In a nutshell, what all branches of the military are saying is this:
- If your genitalia is non-normative, you are medically unfit to serve.
- If your gender presentation is non-normative, you are psychologically unfit to serve.
- If, after your active duty is over, you exhibit gender-nonconforming behavior (particularly if it involves a gender transition), don’t expect to be entitled to the full range of military benefits typically afforded to veterans.
If you think about it, the military uses medical and psychiatric diagnosis very effectively in order to keep gender nonconformity out of its ranks. There’s something wrong with you, they say. And as a result, you are unfit to serve.
But there’s a gaping hole in that argument – a hole so obvious it’s easy to miss. That hole is in the very foundation of military law – the Uniform Code of Military Justice. Article 134 gives military officials sweeping powers to discharge service members for any behavior seen as a threat to “good order and discipline.” This code isn’t saying there’s something wrong with you. Rather, what it’s saying is, Keep quiet. Don’t rock the boat. Behave yourself, and keep good order and discipline.

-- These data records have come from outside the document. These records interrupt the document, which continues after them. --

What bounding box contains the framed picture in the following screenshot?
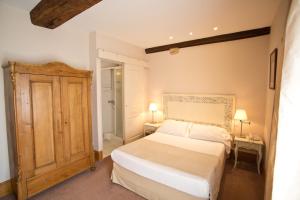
[269,48,278,89]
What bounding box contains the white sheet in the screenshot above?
[111,132,226,199]
[189,123,232,154]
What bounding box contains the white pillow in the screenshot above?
[189,123,232,153]
[157,119,190,137]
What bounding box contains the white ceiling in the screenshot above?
[1,0,280,48]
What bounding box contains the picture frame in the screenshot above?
[269,48,278,89]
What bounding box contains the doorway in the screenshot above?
[101,59,123,158]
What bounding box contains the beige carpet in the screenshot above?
[1,155,264,200]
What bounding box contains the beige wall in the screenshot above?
[147,36,269,137]
[264,0,291,168]
[264,0,291,199]
[0,3,90,182]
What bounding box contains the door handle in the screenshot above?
[108,100,115,105]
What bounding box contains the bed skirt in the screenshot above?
[111,163,208,200]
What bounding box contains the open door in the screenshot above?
[123,64,147,143]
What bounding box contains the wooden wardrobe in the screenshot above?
[3,62,95,200]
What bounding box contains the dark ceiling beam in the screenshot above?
[145,27,271,54]
[30,0,102,29]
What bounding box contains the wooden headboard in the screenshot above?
[163,94,236,133]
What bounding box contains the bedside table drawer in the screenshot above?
[144,126,157,131]
[237,141,260,151]
[143,122,161,136]
[234,136,264,174]
[144,129,156,136]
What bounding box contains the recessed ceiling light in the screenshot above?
[169,36,174,40]
[189,32,193,35]
[213,27,218,31]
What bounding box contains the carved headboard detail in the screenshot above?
[163,94,236,133]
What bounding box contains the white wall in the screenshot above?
[0,3,90,182]
[89,32,101,151]
[92,32,146,151]
[263,0,291,198]
[147,36,269,137]
[272,1,300,199]
[96,33,146,60]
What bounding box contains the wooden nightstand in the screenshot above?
[144,122,161,136]
[234,136,264,174]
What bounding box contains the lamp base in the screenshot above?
[151,111,156,123]
[239,120,246,138]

I often think about how reframing the problem allows us to consider issues from an entirely different perspective. Gender nonconformity isn’t the problem. The problem involves people’s reactions to gender nonconformity. Just like homosexuality isn’t a problem – but homophobia is a huge problem. What if, instead of using medical and psychiatric restrictions to ban gender-nonconforming people from service, the military clamped down hard on transphobic, dehumanizing, oppressive behaviors?

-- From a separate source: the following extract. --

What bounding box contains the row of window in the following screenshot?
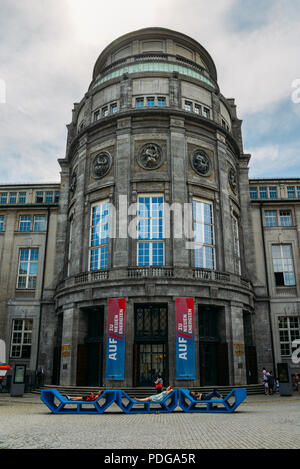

In many ways, repealing “Don’t Ask, Don’t Tell” was a good thing. But it wasn’t enough – and frankly, I wish the LGBTQIA community could have stood in strong unifying solidarity, arguing for the repeal of DADT and for the elimination of all gender-oppressive military policies.
This Memorial Day, I reflect on the possibilities that acceptance, unity, and inclusivity offer to us. And I honor those who have served openly, and those who have served (and continue to serve) in silence.